On Sun, Jul 3, 2011 at 6:42 AM, huang jun <hjwsm1989@xxxxxxxxx> wrote:
> hi,all
> I test ceph 0.30 on linux-2.6.37 recently,after i build the cluster
> bsd12:/# ceph -s
> 2011-07-04 09:37:42.920166    pg v66: 198 pgs: 198
> active+clean+degraded; 1008 MB data, 11363 MB used, 2986 MB / 15118 MB
> avail; 273/546 degraded (50.000%)
> 2011-07-04 09:37:42.920674   mds e4: 1/1/1 up {0=0=up:active}
> 2011-07-04 09:37:42.920723   osd e2: 1 osds: 1 up, 1 in
> 2011-07-04 09:37:42.920786   log 2011-07-04 09:15:47.239098 osd0
> 192.168.1.102:6801/7646 73 : [INF] 1.6 scrub ok
> 2011-07-04 09:37:42.920860   mon e1: 1 mons at {0=192.168.1.102:6789/0}
>
> then, mount ceph fs on /mnt
> bsd12:/mnt/dd# dd if=/dev/zero of=sa bs=4M count=200
> and get nothing, is dead
>
> during the writing, use sar to monitor the eth0,
> but find there isn't any data transfered at all, like:
> 09:31:29 PM     IFACE   rxpck/s   txpck/s    rxkB/s    txkB/s
> rxcmp/s   txcmp/s  rxmcst/s
> 09:31:30 PM        lo      0.00      0.00      0.00      0.00
> 0.00      0.00      0.00
> 09:31:30 PM      eth0      0.00      0.00      0.00      0.00
> 0.00      0.00      0.00
> 09:31:30 PM      eth1      4.00      2.00      0.41      0.26
> 0.00      0.00      0.00
>
> it seems OSD didn't do write, so result in client can not go on writing.
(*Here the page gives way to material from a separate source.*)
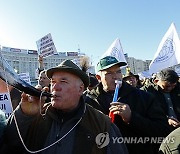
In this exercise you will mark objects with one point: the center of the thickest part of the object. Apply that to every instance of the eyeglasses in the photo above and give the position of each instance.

> from the osd log, the scrub loadavg is very high:
> 2011-07-04 09:25:52.163742 7f0b56f2c700 osd0 2 tick
> 2011-07-04 09:25:52.163788 7f0b56f2c700 osd0 2 scrub_should_schedule
> loadavg 2 >= max 0.5 = no, load too high
> 2011-07-04 09:25:52.163804 7f0b56f2c700 osd0 2 do_mon_report
> 2011-07-04 09:25:52.163819 7f0b56f2c700 osd0 2 send_alive up_thru
> currently 0 want 0
> 2011-07-04 09:25:52.163833 7f0b56f2c700 osd0 2 send_pg_stats
> 2011-07-04 09:25:52.782851 7f0b4d517700 osd0 2 update_osd_stat
> osd_stat(11363 MB used, 2986 MB avail, 15118 MB total, peers []/[])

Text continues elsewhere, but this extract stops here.